Revenue rose 5.5 percent to $23.8 billion from $22.6 billion.
Excluding one-time items, earnings were 61 cents per share, matching expectations of analysts polled by Thomson Financial. Revenue fell slightly short of analyst expectations of $23.86 billion in revenue.
“Verizon has weathered the current economic uncertainty with strong first-quarter results,” said Chairman and CEO Ivan Seidenberg.
Analysts have been looking to telecommunications companies to hold up well, even as the economy slows — which AT&T, Verizon’s largest rival, did with an earnings report last week that showed little sign of trouble.
Stifel Nicolaus analyst Christopher King upgraded Verizon to “buy” from “hold” after the report, noting the stock’s 4.6 percent dividend yield and growth prospects in wireless and fiber-optic services.
Shares rose 91 cents, or 2.5 percent, to close at $37.95 Monday.
On a conference call Monday, Verizon’s chief financial officer, Doreen Toben, said bad customer debt on the landline side had actually improved from last year, while wireless accounts had stabilized.
UBS analyst John Hodulik said wireless results where strong, while the landline business was somewhat lower than expected.
Verizon Wireless added 1.5 million subscribers, beating AT&T, which added 1.3 million in the quarter. However, its growth fell from 1.7 million in the same quarter last year. Verizon Wireless still trails AT&T in the total number of subscribers, at 67.2 million compared with 71.4 million.
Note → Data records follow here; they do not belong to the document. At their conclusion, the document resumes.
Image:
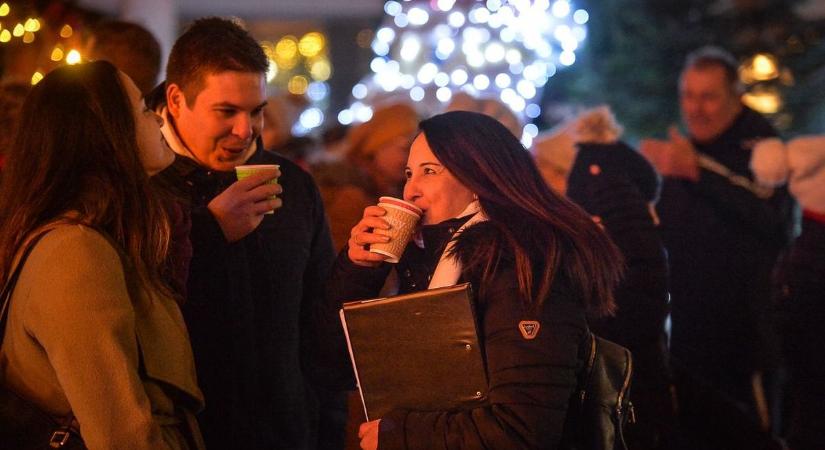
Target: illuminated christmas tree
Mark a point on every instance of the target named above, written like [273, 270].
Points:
[428, 50]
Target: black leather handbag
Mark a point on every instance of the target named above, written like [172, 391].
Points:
[23, 426]
[600, 407]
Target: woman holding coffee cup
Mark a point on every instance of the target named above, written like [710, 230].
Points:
[538, 264]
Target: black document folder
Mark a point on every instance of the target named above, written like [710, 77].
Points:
[416, 351]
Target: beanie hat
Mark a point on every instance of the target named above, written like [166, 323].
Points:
[800, 163]
[557, 147]
[386, 124]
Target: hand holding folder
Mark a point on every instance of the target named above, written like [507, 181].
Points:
[416, 351]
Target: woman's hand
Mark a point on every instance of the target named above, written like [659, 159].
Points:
[368, 433]
[362, 235]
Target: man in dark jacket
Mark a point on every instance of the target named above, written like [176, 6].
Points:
[723, 233]
[268, 348]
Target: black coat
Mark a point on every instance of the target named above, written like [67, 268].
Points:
[267, 345]
[531, 381]
[723, 240]
[615, 185]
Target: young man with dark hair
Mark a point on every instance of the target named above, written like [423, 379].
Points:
[723, 233]
[269, 350]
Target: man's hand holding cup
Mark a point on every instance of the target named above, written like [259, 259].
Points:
[242, 206]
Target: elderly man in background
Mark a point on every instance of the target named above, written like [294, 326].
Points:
[130, 47]
[723, 233]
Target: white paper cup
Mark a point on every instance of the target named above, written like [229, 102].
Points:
[244, 171]
[403, 218]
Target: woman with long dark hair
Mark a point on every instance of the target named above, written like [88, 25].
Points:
[93, 332]
[531, 256]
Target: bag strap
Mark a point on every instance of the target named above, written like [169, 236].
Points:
[5, 296]
[68, 426]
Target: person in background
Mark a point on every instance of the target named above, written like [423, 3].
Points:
[586, 161]
[723, 234]
[12, 95]
[800, 279]
[130, 47]
[93, 333]
[489, 219]
[281, 113]
[373, 165]
[492, 107]
[269, 349]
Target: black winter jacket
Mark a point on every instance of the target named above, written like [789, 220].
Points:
[531, 381]
[267, 345]
[723, 240]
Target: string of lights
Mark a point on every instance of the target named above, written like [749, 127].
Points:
[428, 50]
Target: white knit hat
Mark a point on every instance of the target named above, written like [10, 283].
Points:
[557, 147]
[801, 162]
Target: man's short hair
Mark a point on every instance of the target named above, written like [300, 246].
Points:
[713, 56]
[131, 48]
[212, 45]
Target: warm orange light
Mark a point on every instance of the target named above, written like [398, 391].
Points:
[765, 101]
[73, 57]
[311, 44]
[57, 54]
[66, 31]
[298, 85]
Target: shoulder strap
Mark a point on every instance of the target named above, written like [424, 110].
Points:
[5, 295]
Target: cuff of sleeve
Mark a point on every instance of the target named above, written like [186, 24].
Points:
[206, 228]
[391, 431]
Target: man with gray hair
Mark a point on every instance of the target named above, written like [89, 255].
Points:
[723, 233]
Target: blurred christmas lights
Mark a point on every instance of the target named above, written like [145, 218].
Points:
[427, 50]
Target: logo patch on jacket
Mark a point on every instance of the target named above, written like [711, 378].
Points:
[529, 329]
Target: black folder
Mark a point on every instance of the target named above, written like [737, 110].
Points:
[416, 351]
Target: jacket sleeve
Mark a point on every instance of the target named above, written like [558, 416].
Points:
[531, 381]
[322, 334]
[84, 319]
[769, 213]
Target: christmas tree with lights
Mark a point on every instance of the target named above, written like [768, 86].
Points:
[428, 50]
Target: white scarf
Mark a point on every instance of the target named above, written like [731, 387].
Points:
[448, 269]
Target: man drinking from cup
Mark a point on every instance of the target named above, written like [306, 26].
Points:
[269, 350]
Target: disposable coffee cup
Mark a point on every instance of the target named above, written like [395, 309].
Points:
[245, 171]
[403, 218]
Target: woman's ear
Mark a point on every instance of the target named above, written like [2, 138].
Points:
[175, 99]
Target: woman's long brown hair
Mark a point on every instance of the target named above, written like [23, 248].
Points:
[545, 232]
[76, 153]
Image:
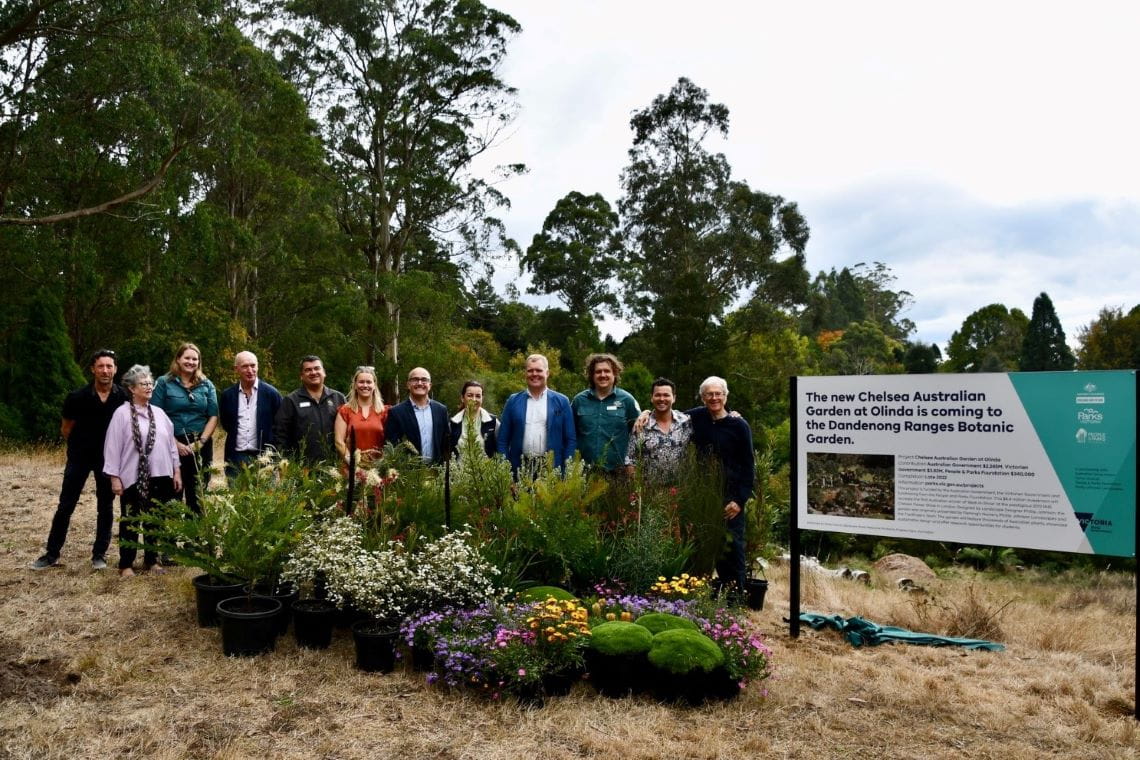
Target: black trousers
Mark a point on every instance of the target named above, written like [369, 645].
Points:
[75, 473]
[195, 471]
[162, 489]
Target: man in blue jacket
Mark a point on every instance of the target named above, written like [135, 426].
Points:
[246, 411]
[536, 421]
[420, 419]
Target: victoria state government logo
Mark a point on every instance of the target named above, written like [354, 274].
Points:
[1085, 436]
[1090, 416]
[1090, 394]
[1088, 520]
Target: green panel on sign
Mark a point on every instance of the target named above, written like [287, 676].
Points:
[1086, 423]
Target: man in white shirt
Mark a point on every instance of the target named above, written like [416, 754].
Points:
[537, 421]
[246, 411]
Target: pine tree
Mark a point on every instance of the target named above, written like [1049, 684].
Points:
[1044, 346]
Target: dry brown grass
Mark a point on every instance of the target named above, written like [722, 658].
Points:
[92, 667]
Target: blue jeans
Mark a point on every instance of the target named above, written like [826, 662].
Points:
[237, 460]
[732, 566]
[75, 473]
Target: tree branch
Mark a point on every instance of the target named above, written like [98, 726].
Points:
[90, 211]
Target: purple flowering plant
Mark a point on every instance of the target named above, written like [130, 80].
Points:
[747, 658]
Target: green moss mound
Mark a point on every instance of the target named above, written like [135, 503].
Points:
[664, 621]
[542, 593]
[620, 638]
[683, 651]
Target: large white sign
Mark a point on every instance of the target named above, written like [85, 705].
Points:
[1043, 460]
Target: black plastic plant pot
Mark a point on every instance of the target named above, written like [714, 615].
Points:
[618, 676]
[249, 624]
[375, 645]
[755, 590]
[312, 622]
[209, 591]
[284, 593]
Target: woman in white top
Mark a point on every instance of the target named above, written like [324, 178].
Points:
[140, 458]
Verizon Wireless started a minor price war for high-end cellular plans in February by introducing a $99.99 monthly plan with unlimited calls and no roaming fees. Other carriers quickly matched or undersold that plan, and stocks took a hit across the industry as investors feared for carrier margins.
But Verizon Chief Operating Officer Denny Strigl said Monday that the plan was boosting results.
Before the plan was introduced, 4 percent of new subscribers opted for plans that cost $99 or more. With the new plan, 13 percent were buying the $99 plan, he said. AT&T reported a similar outcome.
In March, Verizon Wireless spent $9.36 billion in a government spectrum auction for airwaves it plans to use to expand its data services in 2009, once the airwaves are available.
Verizon lost 8.2 percent of its landlines from last year, ending with 40.5 million. Broadband connections were up 14.9 percent to 8.5 million, but total operating revenue in the segment, which includes business services, declined 1.4 percent to $12.3 billion.
The company added a net of just 4,000 DSL subscribers, as customers moved to fiber-optic FiOS Internet service. That service added 262,000 subscribers.
Verizon added 263,000 customers to its FiOS TV service in the quarter, for a total of 1.2 million. The service is Verizon’s way of tackling the threat from cable companies that are siphoning off voice customers.
For the first time, the company divulged the average price FiOS customers are paying per month: $129.
It is preparing to raise prices for some of its premium video packages later this quarter as it adds more high-definition channels.
Strigl said the company now has a sufficient supply of high-definition set-top boxes, after periodically running out of them late last year and early this year.
Verizon cut its landline work force by 6,500 people last year to match shrinking operations.
“We expect this trend to continue with ongoing reductions through the year,” said Toben, the chief financial officer.
Verizon is also trimming the edges of its local-phone service territory.